Pero este no era un ARN cualquiera. Era de un depredador. En concreto, Candidatus Velamenicoccus archaeovoccus, una pequeña bacteria que caza microbios. Había liberado una pieza circular de su material genético en su víctima, Methanothrix soehngeni.

El depredador se comió a la presa. Luego arrojó este gen móvil en la célula muerta.

Los genes no siempre siguen la regla padre-hijo. Saltan. Este estudio muestra que pueden cruzar los límites de las especies, de asesinas a muertas, a través del ARN circular.

El manual del saltador

Genes saltadores. Todo el mundo los tiene. Bacterias. Plantas. Tú. Son esencialmente parásitos del genoma.

Se desprenden. Ellos flotan. Encuentran una nueva ranura en la maquinaria del ADN o del ARN.

Destaca un embaucador: el intrón que se autoempalma. Utiliza una ribozima (unas tijeras moleculares hechas de ARN) para cortarse. Esto lo hace independiente. No necesita la ayuda del anfitrión para escapar de su lugar actual.

¿Moverse dentro de una celda? Bastante fácil. Pasar a otro organismo es la parte difícil. Los árboles evolutivos sugieren que esto sucede todo el tiempo, pero nadie conocía la ruta. Supusimos que estos viajes enganchados se basaban en virus o plásmidos. Es más difícil coger otro medio de transporte.

El intrón no se quedó ahí sentado. Estaba intentando replicarse dentro de un huésped que ya estaba muerto. El transportista mató a la víctima. El gen aterrizó en una casa vacía.

Una comunidad que huele a naranjas

El descubrimiento comenzó con el olfato. En concreto, naranjas.

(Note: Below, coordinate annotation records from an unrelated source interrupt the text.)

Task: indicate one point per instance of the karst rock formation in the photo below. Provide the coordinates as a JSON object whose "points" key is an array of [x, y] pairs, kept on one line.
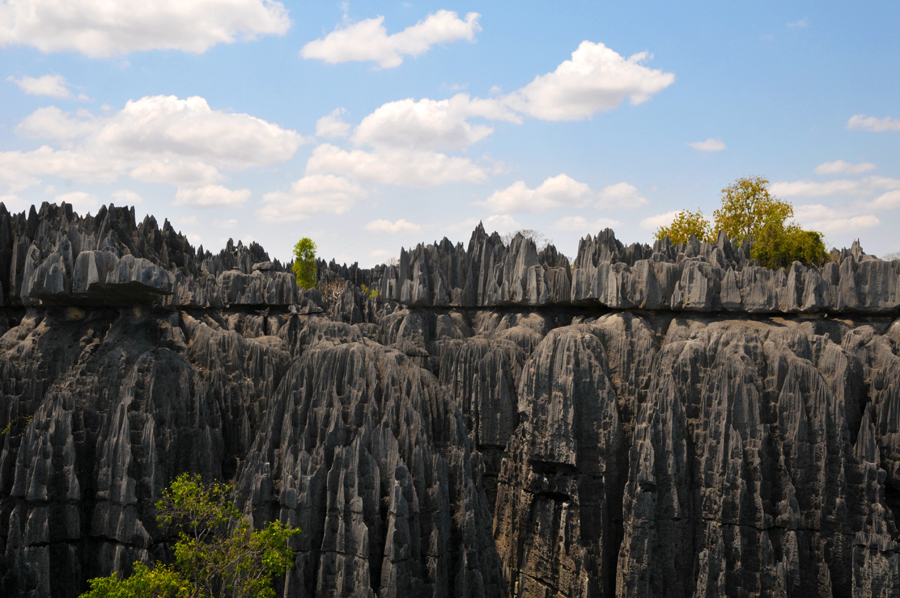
{"points": [[645, 421]]}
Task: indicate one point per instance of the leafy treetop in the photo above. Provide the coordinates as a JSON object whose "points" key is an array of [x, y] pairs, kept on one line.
{"points": [[217, 554], [305, 263], [750, 213]]}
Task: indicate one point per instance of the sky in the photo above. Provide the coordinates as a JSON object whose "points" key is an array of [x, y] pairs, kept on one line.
{"points": [[371, 126]]}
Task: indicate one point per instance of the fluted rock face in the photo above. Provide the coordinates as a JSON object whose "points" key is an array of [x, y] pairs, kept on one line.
{"points": [[363, 451], [700, 277], [645, 421], [742, 479]]}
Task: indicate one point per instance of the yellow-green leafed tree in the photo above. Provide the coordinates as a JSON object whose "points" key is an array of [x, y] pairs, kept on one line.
{"points": [[747, 206], [749, 212], [305, 263], [218, 554], [686, 223]]}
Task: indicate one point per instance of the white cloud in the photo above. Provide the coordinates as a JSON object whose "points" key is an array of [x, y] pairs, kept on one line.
{"points": [[580, 223], [368, 40], [52, 123], [211, 196], [831, 220], [101, 29], [176, 170], [560, 191], [431, 124], [806, 188], [54, 86], [332, 125], [596, 79], [395, 167], [841, 167], [888, 201], [154, 139], [870, 123], [127, 197], [710, 145], [620, 196], [312, 194], [19, 170], [386, 226], [80, 200], [659, 220], [168, 125]]}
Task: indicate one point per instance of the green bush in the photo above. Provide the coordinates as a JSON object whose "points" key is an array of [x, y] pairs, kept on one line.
{"points": [[686, 224], [217, 554], [750, 213], [305, 263]]}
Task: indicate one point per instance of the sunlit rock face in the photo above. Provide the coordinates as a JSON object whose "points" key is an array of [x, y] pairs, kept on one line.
{"points": [[643, 421]]}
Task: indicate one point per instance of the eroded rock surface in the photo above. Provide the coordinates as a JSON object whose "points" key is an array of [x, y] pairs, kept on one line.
{"points": [[498, 422]]}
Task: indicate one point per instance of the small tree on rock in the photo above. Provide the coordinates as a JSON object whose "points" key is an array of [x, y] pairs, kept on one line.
{"points": [[749, 213], [305, 263], [217, 554], [686, 223]]}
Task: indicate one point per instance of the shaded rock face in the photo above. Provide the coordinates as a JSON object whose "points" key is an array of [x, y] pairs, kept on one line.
{"points": [[489, 432]]}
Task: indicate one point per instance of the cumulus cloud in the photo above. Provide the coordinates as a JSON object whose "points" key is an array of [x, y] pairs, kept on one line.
{"points": [[52, 123], [212, 196], [710, 145], [166, 124], [154, 139], [841, 167], [54, 86], [870, 123], [431, 124], [827, 219], [368, 40], [806, 188], [887, 201], [332, 125], [596, 79], [659, 220], [315, 193], [621, 196], [582, 224], [19, 170], [101, 29], [395, 167], [386, 226], [127, 197], [560, 191]]}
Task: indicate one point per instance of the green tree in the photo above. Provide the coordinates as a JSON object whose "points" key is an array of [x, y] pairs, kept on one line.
{"points": [[305, 263], [750, 213], [686, 223], [747, 206], [217, 554]]}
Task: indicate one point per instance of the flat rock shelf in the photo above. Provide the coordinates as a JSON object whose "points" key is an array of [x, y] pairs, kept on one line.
{"points": [[645, 421]]}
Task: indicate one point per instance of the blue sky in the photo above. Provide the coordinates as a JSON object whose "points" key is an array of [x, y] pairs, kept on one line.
{"points": [[369, 126]]}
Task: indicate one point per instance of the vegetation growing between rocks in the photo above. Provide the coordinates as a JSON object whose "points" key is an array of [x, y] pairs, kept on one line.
{"points": [[305, 263], [217, 552], [750, 213]]}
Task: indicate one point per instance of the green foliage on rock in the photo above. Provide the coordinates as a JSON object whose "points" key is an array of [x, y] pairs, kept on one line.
{"points": [[686, 223], [305, 263], [747, 206], [749, 213], [217, 554]]}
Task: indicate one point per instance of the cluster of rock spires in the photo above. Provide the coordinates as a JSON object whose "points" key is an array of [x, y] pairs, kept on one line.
{"points": [[646, 421]]}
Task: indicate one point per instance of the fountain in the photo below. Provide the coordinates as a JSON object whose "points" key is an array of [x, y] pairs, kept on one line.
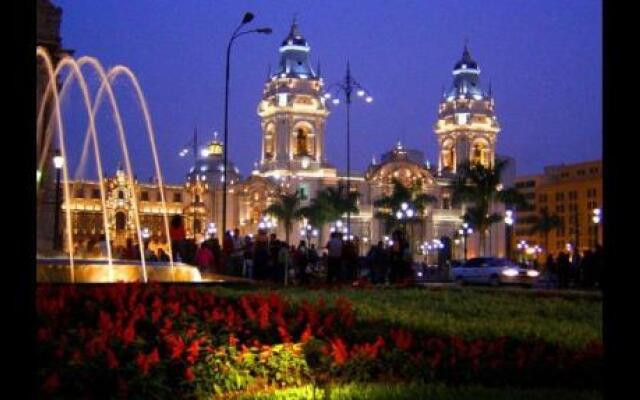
{"points": [[71, 268]]}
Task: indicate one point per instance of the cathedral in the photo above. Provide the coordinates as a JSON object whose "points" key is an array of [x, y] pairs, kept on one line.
{"points": [[293, 115]]}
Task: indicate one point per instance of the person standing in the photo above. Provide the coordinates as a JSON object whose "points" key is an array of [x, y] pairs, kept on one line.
{"points": [[302, 262], [204, 258], [178, 235], [261, 256], [334, 258]]}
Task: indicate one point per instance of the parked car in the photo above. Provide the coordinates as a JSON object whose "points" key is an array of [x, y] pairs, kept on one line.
{"points": [[495, 272]]}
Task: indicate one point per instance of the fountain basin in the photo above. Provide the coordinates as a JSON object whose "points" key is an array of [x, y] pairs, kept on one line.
{"points": [[57, 270]]}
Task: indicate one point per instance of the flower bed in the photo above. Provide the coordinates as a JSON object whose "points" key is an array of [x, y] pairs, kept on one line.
{"points": [[158, 341]]}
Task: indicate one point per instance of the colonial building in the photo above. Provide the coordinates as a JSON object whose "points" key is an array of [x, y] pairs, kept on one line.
{"points": [[572, 192], [293, 116]]}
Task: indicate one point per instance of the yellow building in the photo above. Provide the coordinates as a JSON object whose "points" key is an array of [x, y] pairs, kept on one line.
{"points": [[293, 113], [572, 192]]}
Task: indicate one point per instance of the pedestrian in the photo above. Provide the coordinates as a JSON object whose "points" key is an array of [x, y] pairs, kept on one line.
{"points": [[349, 261], [237, 255], [177, 235], [564, 269], [378, 263], [334, 260], [162, 256], [227, 251], [261, 256], [204, 258], [247, 258], [302, 262]]}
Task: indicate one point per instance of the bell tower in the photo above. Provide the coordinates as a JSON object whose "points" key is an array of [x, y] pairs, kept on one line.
{"points": [[467, 127], [293, 113]]}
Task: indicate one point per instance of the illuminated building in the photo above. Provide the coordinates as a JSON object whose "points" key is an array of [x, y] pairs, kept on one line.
{"points": [[571, 192], [293, 116], [467, 127]]}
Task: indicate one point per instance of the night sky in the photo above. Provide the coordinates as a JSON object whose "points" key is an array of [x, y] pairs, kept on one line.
{"points": [[543, 58]]}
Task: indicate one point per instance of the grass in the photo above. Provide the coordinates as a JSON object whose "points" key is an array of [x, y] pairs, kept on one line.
{"points": [[423, 391], [570, 320]]}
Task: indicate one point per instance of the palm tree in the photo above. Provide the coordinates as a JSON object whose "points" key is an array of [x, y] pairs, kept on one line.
{"points": [[329, 205], [286, 209], [478, 187], [388, 205], [543, 224]]}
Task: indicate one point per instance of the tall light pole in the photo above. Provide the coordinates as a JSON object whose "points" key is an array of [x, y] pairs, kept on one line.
{"points": [[465, 231], [596, 218], [248, 17], [508, 220], [347, 87], [58, 163]]}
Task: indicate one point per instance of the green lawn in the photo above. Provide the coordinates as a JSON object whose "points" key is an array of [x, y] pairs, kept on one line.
{"points": [[425, 392], [570, 320]]}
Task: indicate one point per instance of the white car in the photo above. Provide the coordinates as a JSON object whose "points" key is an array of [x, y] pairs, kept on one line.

El limoneno es ese compuesto de olor a naranja. En él vive una comunidad de microbios que convierten el limoneno en metano y CO2. Lo hacen sin oxígeno. Despacio.

Dominando este lento grupo estaba el depredador: Ca. Velamenicoccus archaevoccus. Se alimentaba de Methanothrix, uno de los principales productores de metano de la Tierra.

Harder vio células muertas de Methanothrix. ¿Por qué estaban muriendo? La pregunta era obvia. ¿Lo había hecho el depredador? Para demostrarlo, el equipo necesitaba pruebas de contacto a nivel molecular.

Cazando lo invisible

Los intrones son difíciles de encontrar fuera de la célula. De hecho, encontrar ARN intrón extracelularmente es novedoso. Pero el beneficio potencial era demasiado grande para ignorarlo.

El equipo de Max Planck utilizó microscopía hipersensible. Construyeron sondas de ácido nucleico específicas para iluminar el objetivo.

Los resultados fueron claros.

El ARN intrón apareció dentro de células depredadoras vivas. También apareció dentro de las células de las presas muertas.

Esto confirmó la transferencia. Pero vino con un problema. El depredador mató a su huésped antes de que el gen pudiera realizar algún trabajo real. Es un tiro fallido. Una carta genética entregada en una oficina vacía.

El anillo lo salva

¿Por qué sobrevivió el ARN?

La mayor parte del ARN se degrada rápidamente. Las enzimas lo comen desde los extremos hacia adentro. Es frágil.

A menos que no tenga fines.

Este intrón formó un círculo. Un bucle. Las enzimas necesitan un punto de partida, un cabo suelto al que morder. El anillo no tenía ninguno. Por eso resistió la avería. Permaneció en la celda de la arquea muerta, estable e intacto.

Esta estabilidad no es exclusiva de los errores. El ARN circular en humanos afecta el metabolismo e incluso el desarrollo de tumores. Actualmente es la opción más solicitada en vacunas de ARN. Piense en COVID. Piense en el cáncer.

Harder lo dice sin rodeos:

Nuestro estudio ha demostrado que en los microorganismos los genes saltadores se pueden transferir a otros organismos a través de su ARN circular.

Entonces, las células muertas no siempre son callejones sin salida. A veces son sólo salas de espera. O trampas.

El gen aterrizó. Esperó. Para qué exactamente, no lo sabemos. La evolución rara vez da una conclusión clara. Simplemente se mueve. Y sigue moviéndose.

Referencia: Kizina, Lonsing y Harder (2026). El ARN intrón móvil de un asesino bacteriano se acumula en arqueas muertas. Informes científicos.